Microsoft & Yahoo: Google warnt vor neuem Monopol

Microsoft Microsoft hat am Freitag überraschend ein Angebot für die Übernahme des Internetkonzerns Yahoo vorgelegt. Die Redmonder wollen fast 45 Milliarden US-Dollar investieren, um durch den Zukauf von Yahoo endlich zu einem echten Konkurrenten von Google zu werden. Microsoft hatte bei der Bekanntgabe seiner Übernahmepläne verlauten lassen, dass man sich durch den Zusammenschluss mit Yahoo mehr Wettbewerb im Internet verspricht. Vor allem im Bereich der Suchmaschinen und Werbung gebe es derzeit "nur einen großen Anbieter", womit zweifelsohne Google gemeint ist.

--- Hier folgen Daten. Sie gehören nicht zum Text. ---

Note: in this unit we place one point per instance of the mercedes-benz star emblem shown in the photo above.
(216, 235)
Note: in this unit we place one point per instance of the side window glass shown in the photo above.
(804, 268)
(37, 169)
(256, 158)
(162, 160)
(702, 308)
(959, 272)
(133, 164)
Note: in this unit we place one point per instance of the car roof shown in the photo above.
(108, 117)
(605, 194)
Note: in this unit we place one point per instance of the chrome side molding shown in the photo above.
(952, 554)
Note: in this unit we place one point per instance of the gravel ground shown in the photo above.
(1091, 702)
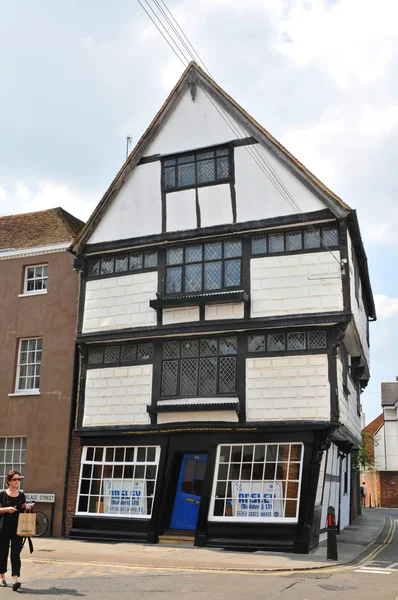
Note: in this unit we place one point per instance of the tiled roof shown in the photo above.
(374, 425)
(145, 139)
(42, 228)
(389, 393)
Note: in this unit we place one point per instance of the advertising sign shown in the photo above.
(257, 499)
(125, 497)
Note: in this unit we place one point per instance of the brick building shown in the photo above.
(38, 313)
(223, 339)
(382, 485)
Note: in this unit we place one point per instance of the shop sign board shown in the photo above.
(125, 496)
(257, 499)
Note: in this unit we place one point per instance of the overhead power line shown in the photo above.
(175, 37)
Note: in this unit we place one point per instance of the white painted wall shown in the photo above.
(193, 125)
(321, 480)
(181, 210)
(137, 209)
(215, 205)
(226, 416)
(236, 310)
(186, 314)
(391, 438)
(257, 198)
(348, 402)
(345, 498)
(120, 302)
(289, 387)
(280, 285)
(357, 307)
(117, 396)
(331, 489)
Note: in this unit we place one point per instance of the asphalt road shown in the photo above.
(374, 575)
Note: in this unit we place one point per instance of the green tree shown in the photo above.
(364, 460)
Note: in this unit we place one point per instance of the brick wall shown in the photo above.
(120, 302)
(73, 482)
(290, 387)
(388, 489)
(282, 285)
(118, 396)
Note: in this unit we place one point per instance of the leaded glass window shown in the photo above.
(118, 481)
(196, 168)
(205, 367)
(205, 267)
(257, 482)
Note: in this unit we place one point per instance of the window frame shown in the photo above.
(185, 263)
(12, 464)
(27, 292)
(19, 390)
(102, 463)
(195, 153)
(248, 519)
(181, 396)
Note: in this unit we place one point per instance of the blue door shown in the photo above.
(189, 492)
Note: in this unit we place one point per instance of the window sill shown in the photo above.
(26, 294)
(201, 299)
(26, 393)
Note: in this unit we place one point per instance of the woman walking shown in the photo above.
(12, 502)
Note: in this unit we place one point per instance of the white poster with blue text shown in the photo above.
(125, 497)
(257, 499)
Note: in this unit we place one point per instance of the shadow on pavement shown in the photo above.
(53, 591)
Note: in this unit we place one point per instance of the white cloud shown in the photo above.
(352, 39)
(386, 307)
(22, 197)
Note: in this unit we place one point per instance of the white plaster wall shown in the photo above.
(194, 125)
(236, 310)
(137, 209)
(289, 387)
(321, 480)
(181, 210)
(120, 302)
(348, 402)
(280, 285)
(345, 498)
(357, 307)
(391, 440)
(256, 196)
(226, 416)
(117, 396)
(380, 450)
(215, 205)
(186, 314)
(331, 488)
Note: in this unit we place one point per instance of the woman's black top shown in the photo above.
(10, 522)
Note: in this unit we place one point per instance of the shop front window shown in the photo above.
(257, 483)
(118, 481)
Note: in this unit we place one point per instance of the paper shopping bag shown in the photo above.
(26, 524)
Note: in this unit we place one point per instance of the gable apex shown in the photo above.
(193, 78)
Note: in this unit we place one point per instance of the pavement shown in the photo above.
(351, 542)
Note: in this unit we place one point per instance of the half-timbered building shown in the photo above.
(223, 335)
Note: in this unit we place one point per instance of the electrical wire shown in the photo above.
(254, 152)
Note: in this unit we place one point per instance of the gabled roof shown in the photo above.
(375, 425)
(194, 73)
(389, 393)
(41, 228)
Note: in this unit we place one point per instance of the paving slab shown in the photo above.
(351, 542)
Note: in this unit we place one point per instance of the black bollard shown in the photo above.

Die Redmonder setzen also auf die Verstärkung des Wettbewerbs weg von einem Quasi-Monopol Googles als Hauptargument für ihr Engagement bei Yahoo. Mittlerweile hat Google sich zu den Übernahmeplänen der Konkurrenz geäußert - und diese als wettbewerbsrechtlich bedenklich bezeichnet.

Googles Chef-Jurist David Drummond teilte Ende letzter Woche mit, dass die Pläne der Redmonder einige "beunruhigende Fragen" aufwerfen würden, was die Offenheit des Internets und mögliche Einflussnahme durch Microsoft angeht. Er warf Microsoft vor, seine marktbeherrschende Stellung im PC-Bereich nun auch auf das Internet ausdehnen zu wollen.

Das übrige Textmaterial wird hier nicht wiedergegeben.